When working on a long-form project, writers are engaged in a sub rosa battle with their fans. Much like the Spanish Inquisition, that battle’s chief tactic and goal is surprise. The writer has to properly lay the foundation for crucial plot twists in advance, so that they feel organic, but not foreshadow them so heavily that the audience figures it out beforehand. Meanwhile, the audience desperately wants to be able to lean back with a smug smile, take a victory sip of their macchiato, and mutter into the face of a stunning turn, “Called it.” Who can blame them? It’s fun being the smartest person in the room, even if the price tag is having all your friends hate you. Writers hate these superior bastards more than you do, and there’s nothing we like more than the gobsmacked expression of a truly shocked fan. You think George R.R. Martin writes stuff like the Red Wedding for his health? To preserve surprises, writers will often resort to underhanded tactics. Stories have a language that we all understand from our years of listening, reading, and watching. This language informs a specific unwritten contract between writer and audience, and there are writers who love to violate this contract with intent of surprising people. In this week’s DS9, Ira Steven Behr did just that when he hid the first mention of the Dominion inside an otherwise innocuous Ferengi episode.

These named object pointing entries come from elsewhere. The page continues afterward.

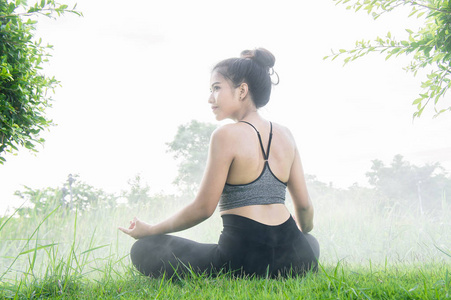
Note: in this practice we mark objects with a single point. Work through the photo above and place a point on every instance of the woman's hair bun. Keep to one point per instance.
(261, 56)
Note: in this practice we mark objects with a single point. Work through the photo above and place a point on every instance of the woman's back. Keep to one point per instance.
(249, 163)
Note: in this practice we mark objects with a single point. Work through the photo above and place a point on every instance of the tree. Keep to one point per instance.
(138, 192)
(24, 91)
(74, 194)
(410, 185)
(430, 45)
(190, 146)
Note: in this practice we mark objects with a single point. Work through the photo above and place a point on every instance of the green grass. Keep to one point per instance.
(366, 253)
(428, 281)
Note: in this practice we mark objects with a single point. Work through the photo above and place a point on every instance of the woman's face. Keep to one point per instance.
(224, 98)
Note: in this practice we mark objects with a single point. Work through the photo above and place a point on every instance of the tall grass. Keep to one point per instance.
(367, 251)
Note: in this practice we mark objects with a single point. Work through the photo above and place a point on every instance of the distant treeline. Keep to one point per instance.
(402, 184)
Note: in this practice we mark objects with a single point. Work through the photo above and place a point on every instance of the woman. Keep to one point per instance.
(250, 164)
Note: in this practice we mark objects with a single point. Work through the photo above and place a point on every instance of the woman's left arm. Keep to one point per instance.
(203, 206)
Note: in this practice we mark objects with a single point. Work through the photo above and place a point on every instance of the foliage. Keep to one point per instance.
(401, 182)
(190, 146)
(23, 89)
(138, 192)
(430, 45)
(74, 194)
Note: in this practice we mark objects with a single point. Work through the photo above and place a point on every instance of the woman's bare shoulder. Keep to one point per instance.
(225, 134)
(284, 132)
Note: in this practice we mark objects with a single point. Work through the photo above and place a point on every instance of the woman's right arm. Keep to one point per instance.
(301, 199)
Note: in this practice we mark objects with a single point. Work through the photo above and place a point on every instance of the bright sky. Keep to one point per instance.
(133, 72)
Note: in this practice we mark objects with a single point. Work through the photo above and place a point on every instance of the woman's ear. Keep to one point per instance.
(244, 90)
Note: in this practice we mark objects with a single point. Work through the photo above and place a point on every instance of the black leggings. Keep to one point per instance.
(245, 247)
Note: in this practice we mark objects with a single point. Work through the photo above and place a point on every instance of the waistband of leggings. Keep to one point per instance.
(250, 225)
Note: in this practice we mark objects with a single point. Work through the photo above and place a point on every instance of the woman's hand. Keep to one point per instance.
(137, 229)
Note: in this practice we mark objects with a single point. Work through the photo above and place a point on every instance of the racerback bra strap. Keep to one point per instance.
(265, 155)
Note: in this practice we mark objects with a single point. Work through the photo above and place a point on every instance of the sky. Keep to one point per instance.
(132, 72)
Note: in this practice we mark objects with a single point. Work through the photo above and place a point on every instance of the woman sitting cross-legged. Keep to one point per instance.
(251, 163)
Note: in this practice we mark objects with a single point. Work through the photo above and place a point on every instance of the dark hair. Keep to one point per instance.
(253, 67)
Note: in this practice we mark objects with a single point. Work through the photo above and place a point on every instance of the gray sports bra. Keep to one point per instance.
(266, 189)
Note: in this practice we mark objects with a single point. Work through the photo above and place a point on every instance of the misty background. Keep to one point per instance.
(132, 73)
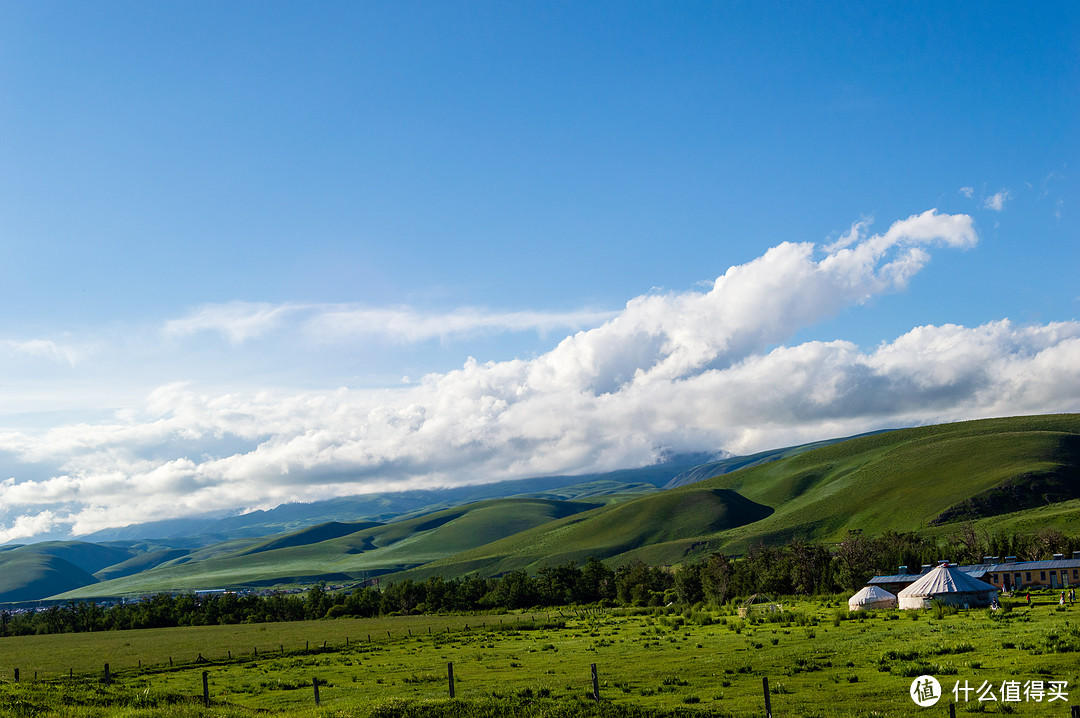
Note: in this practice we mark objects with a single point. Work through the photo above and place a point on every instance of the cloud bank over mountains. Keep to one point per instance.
(692, 370)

“You can tell a man’s intentions by the way he walks.”   
    -- Constable Odo


I chose to use that particular quote, featured in this episode’s b-plot, over ones from the a-plot, because I wanted to illustrate the way the former can underline the latter. Odo makes this comment about Fallit Kot, a former business partner of Quark’s, who has come to the station to murder our favorite Ferengi bartender in retaliation for letting him spend eight years in a Romulan prison. Personally, I think Kot should be thrilled, as I figured Romulan prisons were the roach motels of the Alpha Quadrant. Quark comes to Odo for help, and Odo makes that comment about Kot’s motive. It’s a pretty standard thing for a world-weary noir protagonist like Odo to say about one of the mooks he spends his life putting behind bars. Well, behind invisible force fields anyway. It’s more ironic in light of the entire episode, as the a-plot is all about a Starfleet officer who can barely walk at all.

“I believe in coincidences. Coincidences happen every day. But I don’t trust coincidences.”
    -- Garak


There is lively debate amongst Niners as to where the show takes the turn into quality. Most will argue that this occurs with the increase in serialization, and mark Season Three as the jumping off point. Others will look to Sisko’s hair: when the head is shaved and the goatee grown, we have good DS9. Others point to the second season, with the opening three-parter, the introduction of the series’ defining villain, and the return of guest stars. The truth is more complicated. There’s no real one point when DS9 becomes great. There’s a lot of little turns that happen at different times, all combining and reinforcing one another until you look around and realize you’re watching the best Star Trek has to offer and you barely noticed.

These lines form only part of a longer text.